The West Side & Mendocino connected with the mainline of the Northern Railway, a non-operating subsidiary of Southern Pacific, at Willows. The Northern Railway had been operating the mainline 8 – 10 years prior to the construction of the WS&M and ran from Tehama, California to Woodland, California.

==Timeline==
- October 3, 1878 - Northern Railway (a Southern Pacific subsidiary) completes construction from Williams - Willows. (Other sources say railroad reached Willows on September 26, 1878).

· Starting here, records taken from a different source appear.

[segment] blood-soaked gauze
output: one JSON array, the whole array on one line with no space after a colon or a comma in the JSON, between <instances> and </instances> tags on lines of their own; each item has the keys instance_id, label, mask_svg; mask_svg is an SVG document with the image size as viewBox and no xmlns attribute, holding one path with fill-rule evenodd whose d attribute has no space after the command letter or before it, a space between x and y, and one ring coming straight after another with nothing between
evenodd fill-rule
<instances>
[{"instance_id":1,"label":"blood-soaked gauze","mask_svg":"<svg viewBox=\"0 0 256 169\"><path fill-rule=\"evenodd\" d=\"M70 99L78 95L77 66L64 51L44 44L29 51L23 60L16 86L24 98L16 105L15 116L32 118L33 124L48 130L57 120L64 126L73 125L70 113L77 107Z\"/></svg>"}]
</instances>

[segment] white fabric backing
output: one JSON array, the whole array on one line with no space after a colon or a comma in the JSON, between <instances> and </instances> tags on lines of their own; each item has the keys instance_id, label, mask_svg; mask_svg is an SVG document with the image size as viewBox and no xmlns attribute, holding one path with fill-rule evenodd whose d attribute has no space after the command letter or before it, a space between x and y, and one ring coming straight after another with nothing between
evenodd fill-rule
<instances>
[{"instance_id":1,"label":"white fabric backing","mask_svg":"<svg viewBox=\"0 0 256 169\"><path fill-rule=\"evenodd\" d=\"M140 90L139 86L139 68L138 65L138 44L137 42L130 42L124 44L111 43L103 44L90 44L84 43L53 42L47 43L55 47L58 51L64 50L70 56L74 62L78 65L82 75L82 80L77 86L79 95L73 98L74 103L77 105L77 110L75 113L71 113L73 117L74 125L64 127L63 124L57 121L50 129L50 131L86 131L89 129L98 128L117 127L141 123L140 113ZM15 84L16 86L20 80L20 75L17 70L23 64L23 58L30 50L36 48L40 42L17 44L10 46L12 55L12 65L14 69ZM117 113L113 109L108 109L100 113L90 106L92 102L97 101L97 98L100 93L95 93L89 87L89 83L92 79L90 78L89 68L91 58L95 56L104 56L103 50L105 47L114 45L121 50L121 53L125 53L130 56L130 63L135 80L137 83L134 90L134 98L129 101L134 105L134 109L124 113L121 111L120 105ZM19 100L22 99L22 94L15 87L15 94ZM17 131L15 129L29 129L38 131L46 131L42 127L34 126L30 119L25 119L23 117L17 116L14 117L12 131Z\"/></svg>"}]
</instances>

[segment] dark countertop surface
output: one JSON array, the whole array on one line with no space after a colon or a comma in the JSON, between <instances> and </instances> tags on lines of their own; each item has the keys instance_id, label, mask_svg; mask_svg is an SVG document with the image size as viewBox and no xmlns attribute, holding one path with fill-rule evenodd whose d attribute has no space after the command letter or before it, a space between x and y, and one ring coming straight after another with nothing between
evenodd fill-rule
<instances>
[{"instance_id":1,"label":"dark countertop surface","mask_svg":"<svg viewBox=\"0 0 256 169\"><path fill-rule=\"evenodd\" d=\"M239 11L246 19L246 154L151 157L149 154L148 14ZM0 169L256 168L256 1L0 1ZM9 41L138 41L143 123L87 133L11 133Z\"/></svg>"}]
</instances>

- July 31, 1882 - Northern Railway completes construction from Willows - Orland.
- 1884 - Plans are made to build a railroad from Willows to the Pacific Ocean coast of Mendocino County. The proposed route is to be along the Elk Creek and through Grindstone Canyon. It was anticipated that the railroad would haul local fruit as well as haul redwood and sugar pine lumber from Mendocino County to a proposed lumber mill in Willows. However, the railroad never made it more than 17 miles east of Willows.
- October 26, 1886 - Contract to build line awarded to Turon & Knox of Sacramento.
- April 1887 - Grading complete.
- March 1888 - Began laying track using Chinese labor.
- May 15, 1888 - West Side & Mendocino consolidated into Northern Railway/Southern Pacific.
- July 1, 1888 - Northern Railway/Southern Pacific opens line from Willows - Fruto (16.84 miles) and line is known as the "Mendocino Branch" of Southern Pacific's Benicia Division, Clear Lake Subdivision.
- July 14, 1898 Northern Railway sold and consolidated into Southern Pacific.
- World War I - Line hauls chrome ore.
- 1917 Line hauls copper ore from the Frank Tendor Copper Mine.
- 1927 Line hauls materials for the Stony Gorge Dam project and livestock.
- 1951 Southern Pacific abandons most of the branch line except for a one-mile section west of Willows that was left in place to handle wood products produced at the Setzer Box Company mill in Elk Creek.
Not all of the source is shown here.